Tuesday, July 01, 2003
Zimwatch: The Grind - 1st July 2003, 23.21

Zimbabwe is a mirror to Orwell's allegory, Animal Farm. Whilst those, in whose name, Mugabe set up his anti-colonial regime starve, the elite profit from the shortages created.

According the UN World Food Programme, nearly half of all Zimbabweans will need food aid this year to avoid mass starvation. About 80 percent of the population live in poverty. A fraction of the rest - perhaps 3 percent, mostly President Robert Mugabe's ruling party elite and their business associates - control the hugely profitable black market in goods and hard currency. They are enjoying boom times. Agencies selling limousines and even luxury cosmetics have reported record sales. "The shortages are profitable. The people who could fix the situation are the ones who are making a fortune out of it," Robertson said.

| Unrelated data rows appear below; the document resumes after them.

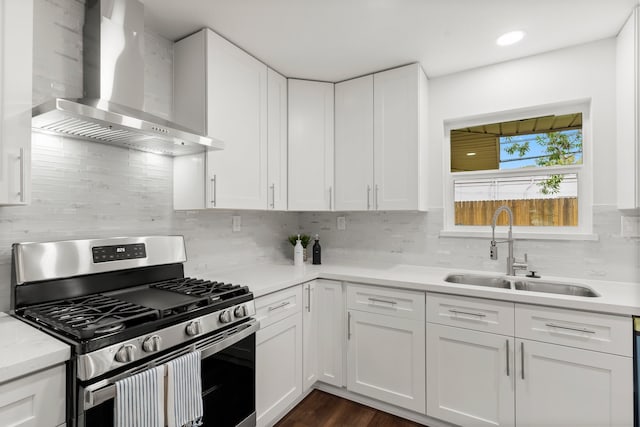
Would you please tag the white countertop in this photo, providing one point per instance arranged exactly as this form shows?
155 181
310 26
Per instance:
24 349
615 297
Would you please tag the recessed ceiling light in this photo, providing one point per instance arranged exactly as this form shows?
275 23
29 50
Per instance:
510 38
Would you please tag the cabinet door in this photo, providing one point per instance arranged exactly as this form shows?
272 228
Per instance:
16 51
236 114
310 145
310 322
277 141
396 137
329 306
471 376
386 359
278 368
628 113
564 386
354 144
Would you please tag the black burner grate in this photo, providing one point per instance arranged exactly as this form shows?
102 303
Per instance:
86 317
202 288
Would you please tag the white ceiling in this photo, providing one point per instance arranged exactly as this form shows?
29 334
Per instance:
333 40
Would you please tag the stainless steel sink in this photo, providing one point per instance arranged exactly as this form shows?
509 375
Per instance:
479 280
521 285
555 288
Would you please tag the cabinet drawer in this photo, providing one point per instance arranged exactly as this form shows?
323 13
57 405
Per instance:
393 302
36 400
278 305
471 313
591 331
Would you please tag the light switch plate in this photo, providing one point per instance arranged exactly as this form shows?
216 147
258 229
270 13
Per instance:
630 226
236 223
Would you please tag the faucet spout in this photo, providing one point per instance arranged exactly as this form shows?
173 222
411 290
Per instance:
494 249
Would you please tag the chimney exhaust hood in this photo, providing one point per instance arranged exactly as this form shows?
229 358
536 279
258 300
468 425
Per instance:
111 112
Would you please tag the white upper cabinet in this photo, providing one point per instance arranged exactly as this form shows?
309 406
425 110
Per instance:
233 109
354 144
16 61
277 141
310 146
628 113
381 141
400 138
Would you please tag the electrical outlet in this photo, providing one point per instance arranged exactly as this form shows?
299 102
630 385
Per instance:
236 223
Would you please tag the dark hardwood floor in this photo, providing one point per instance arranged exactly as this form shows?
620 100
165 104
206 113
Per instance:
321 409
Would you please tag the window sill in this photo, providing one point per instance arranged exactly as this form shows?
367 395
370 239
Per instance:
520 235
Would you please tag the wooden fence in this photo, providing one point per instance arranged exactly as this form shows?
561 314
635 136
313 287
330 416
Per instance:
541 212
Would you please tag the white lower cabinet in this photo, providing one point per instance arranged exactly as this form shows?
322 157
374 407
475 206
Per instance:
329 299
470 376
565 386
310 323
278 355
37 400
386 353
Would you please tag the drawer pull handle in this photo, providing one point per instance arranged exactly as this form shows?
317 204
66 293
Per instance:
508 373
467 312
275 307
522 357
383 301
585 330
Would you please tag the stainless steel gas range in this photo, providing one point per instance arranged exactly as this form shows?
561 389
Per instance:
124 306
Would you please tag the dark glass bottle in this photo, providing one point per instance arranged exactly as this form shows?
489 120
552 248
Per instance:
316 251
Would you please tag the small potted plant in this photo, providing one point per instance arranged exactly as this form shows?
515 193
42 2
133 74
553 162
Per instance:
304 241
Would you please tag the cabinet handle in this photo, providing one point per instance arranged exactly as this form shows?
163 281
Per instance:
382 300
508 373
275 307
213 191
467 312
273 196
522 357
22 196
585 330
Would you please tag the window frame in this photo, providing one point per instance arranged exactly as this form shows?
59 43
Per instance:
584 172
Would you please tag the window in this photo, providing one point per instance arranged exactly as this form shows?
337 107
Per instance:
535 165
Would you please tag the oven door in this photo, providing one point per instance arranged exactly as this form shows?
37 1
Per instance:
228 381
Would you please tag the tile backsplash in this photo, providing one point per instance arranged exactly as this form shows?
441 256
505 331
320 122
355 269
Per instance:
413 238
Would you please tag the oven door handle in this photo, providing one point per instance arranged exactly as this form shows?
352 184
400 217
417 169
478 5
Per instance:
104 390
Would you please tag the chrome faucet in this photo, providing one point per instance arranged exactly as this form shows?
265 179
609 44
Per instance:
512 264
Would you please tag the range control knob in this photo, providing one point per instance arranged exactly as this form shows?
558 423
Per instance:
240 311
225 316
193 328
125 354
151 344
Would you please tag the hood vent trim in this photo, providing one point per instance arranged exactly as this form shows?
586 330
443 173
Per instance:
113 89
109 123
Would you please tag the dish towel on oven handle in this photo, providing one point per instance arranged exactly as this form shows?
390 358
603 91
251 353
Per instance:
139 400
184 391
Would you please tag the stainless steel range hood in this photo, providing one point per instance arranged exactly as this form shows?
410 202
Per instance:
111 112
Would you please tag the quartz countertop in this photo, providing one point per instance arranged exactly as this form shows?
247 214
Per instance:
620 298
24 349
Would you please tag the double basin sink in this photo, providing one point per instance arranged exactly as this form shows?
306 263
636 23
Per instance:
522 284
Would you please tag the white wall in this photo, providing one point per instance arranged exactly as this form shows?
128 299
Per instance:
577 73
83 189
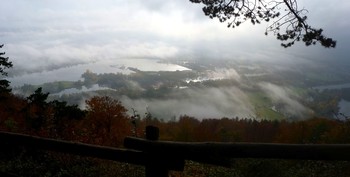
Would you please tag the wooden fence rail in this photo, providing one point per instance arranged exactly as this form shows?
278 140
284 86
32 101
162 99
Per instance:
161 156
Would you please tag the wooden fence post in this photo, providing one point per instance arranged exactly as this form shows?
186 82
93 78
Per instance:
154 165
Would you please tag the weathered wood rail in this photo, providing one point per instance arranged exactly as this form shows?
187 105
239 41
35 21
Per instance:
161 156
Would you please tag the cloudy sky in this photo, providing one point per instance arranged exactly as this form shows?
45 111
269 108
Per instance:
46 33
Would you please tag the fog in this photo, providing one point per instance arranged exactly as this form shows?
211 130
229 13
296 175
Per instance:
286 100
200 103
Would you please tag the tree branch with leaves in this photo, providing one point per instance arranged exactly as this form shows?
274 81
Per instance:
288 20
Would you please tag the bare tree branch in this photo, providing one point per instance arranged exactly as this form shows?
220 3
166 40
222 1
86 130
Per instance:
287 17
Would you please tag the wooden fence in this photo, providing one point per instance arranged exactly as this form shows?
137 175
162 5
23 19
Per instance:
159 157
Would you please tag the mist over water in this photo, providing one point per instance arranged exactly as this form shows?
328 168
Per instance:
200 103
74 72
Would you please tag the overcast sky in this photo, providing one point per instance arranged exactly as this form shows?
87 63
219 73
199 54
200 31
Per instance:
40 33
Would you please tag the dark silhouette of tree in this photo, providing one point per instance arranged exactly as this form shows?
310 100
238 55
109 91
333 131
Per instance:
285 14
4 64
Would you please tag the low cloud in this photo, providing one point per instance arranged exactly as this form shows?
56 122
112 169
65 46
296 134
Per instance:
285 100
200 103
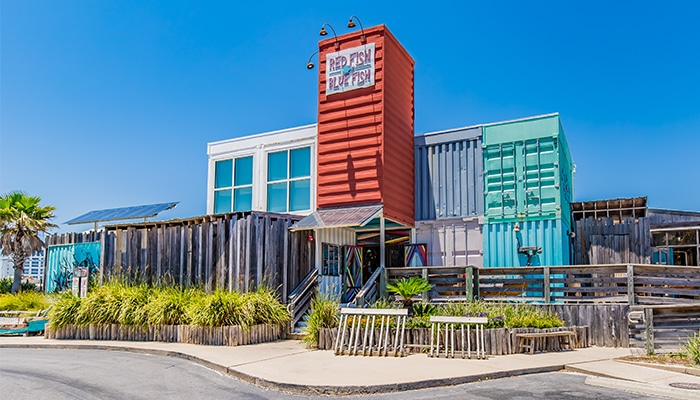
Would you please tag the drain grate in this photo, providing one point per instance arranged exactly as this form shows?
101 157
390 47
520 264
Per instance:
685 385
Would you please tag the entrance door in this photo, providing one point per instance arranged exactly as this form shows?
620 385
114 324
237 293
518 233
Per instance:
352 272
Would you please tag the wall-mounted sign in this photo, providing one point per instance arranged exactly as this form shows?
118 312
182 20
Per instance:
350 69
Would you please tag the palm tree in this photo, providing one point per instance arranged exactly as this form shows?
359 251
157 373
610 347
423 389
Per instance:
22 218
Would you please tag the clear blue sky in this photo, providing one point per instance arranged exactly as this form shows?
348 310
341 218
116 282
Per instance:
111 103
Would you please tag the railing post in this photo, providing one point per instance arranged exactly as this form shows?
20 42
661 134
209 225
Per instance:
545 286
630 284
469 282
649 330
382 283
425 296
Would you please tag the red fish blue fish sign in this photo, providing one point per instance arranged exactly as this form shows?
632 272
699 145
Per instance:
350 69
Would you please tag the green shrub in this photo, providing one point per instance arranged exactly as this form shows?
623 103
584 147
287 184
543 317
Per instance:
29 301
168 306
406 288
692 348
264 307
64 310
219 309
323 314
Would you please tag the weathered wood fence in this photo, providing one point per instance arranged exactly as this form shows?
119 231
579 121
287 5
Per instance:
663 328
499 341
607 241
235 251
622 283
205 335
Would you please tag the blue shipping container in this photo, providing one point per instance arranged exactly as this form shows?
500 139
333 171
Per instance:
502 240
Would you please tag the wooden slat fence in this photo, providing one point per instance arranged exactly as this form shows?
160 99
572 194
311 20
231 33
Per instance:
663 328
235 251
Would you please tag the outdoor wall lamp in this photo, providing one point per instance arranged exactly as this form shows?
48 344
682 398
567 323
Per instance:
324 32
351 24
309 64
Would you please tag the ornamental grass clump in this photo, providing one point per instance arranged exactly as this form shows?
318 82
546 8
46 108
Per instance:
64 310
264 307
323 314
220 309
169 305
407 288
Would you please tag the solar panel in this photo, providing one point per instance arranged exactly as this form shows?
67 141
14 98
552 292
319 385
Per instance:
115 214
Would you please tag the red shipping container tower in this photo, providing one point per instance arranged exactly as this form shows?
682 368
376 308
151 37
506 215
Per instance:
365 123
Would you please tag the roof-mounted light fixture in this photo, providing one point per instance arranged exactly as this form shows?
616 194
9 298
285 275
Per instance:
351 24
323 32
309 64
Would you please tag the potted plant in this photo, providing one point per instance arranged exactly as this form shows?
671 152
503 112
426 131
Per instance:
407 288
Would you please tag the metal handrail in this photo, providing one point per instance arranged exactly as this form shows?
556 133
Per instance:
368 290
299 300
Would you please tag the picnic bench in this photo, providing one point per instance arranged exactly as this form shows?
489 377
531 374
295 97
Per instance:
23 322
368 330
449 336
526 340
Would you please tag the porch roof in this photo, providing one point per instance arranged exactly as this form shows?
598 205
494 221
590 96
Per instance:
342 217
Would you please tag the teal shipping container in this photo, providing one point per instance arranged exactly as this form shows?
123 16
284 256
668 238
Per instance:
528 170
508 244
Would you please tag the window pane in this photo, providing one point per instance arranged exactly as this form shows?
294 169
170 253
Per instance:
277 197
244 171
658 239
222 201
300 165
277 166
223 172
243 199
299 195
681 237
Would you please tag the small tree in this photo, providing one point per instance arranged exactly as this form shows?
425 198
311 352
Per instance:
22 218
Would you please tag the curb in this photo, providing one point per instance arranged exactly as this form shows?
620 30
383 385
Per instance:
641 388
671 368
297 388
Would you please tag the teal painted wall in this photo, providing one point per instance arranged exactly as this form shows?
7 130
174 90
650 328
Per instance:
501 243
528 170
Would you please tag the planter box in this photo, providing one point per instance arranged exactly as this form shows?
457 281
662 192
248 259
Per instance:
496 341
212 336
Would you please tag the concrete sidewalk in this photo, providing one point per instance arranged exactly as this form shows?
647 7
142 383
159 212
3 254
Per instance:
288 365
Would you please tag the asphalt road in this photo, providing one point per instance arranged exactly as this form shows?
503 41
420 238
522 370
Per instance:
95 374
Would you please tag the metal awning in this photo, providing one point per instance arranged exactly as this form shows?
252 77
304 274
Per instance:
339 217
117 214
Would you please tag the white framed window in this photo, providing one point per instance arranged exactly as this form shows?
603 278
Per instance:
233 185
289 180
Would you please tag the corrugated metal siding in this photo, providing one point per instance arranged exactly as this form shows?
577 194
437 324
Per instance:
449 174
331 285
365 136
451 242
501 246
528 171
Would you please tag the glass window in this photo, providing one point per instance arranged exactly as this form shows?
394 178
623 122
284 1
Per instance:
222 201
682 237
223 174
300 163
244 171
289 180
300 195
243 199
277 166
658 239
277 197
233 185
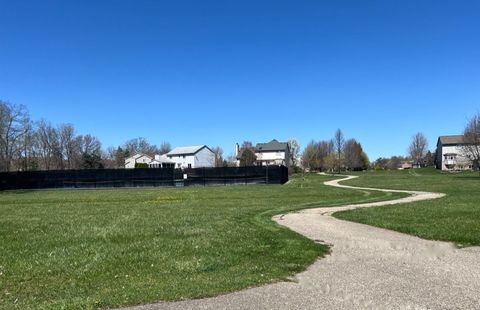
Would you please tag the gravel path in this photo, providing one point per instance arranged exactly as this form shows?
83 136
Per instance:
369 268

And today has presented more evidence of their sloganising, derived from the politics of identity, which depends upon the right attitude amongst the comrades.

The attacks followed an essay by Mr Powell in The New York Times last week, that described President Robert Mugabe's rule as a tyranny and urged neighbouring countries to force him to compromise with his political opponents. In response, Information Minister Jonathan Moyo accused Mr Powell of distorting the truth and called him "an ordinary liar". An article in the state-run Herald newspaper, and an accompanying editorial, referred to Mr Powell as "an Uncle Tom despised by people of colour throughout the world" and called Zimbabwean opposition leader Morgan Tsvangirai "a terrorist who should be shot on sight".

Now, it is just a matter of the grind, the gradual wearing down of the economy until even the elites realise that the there is nothing left to fund their theft.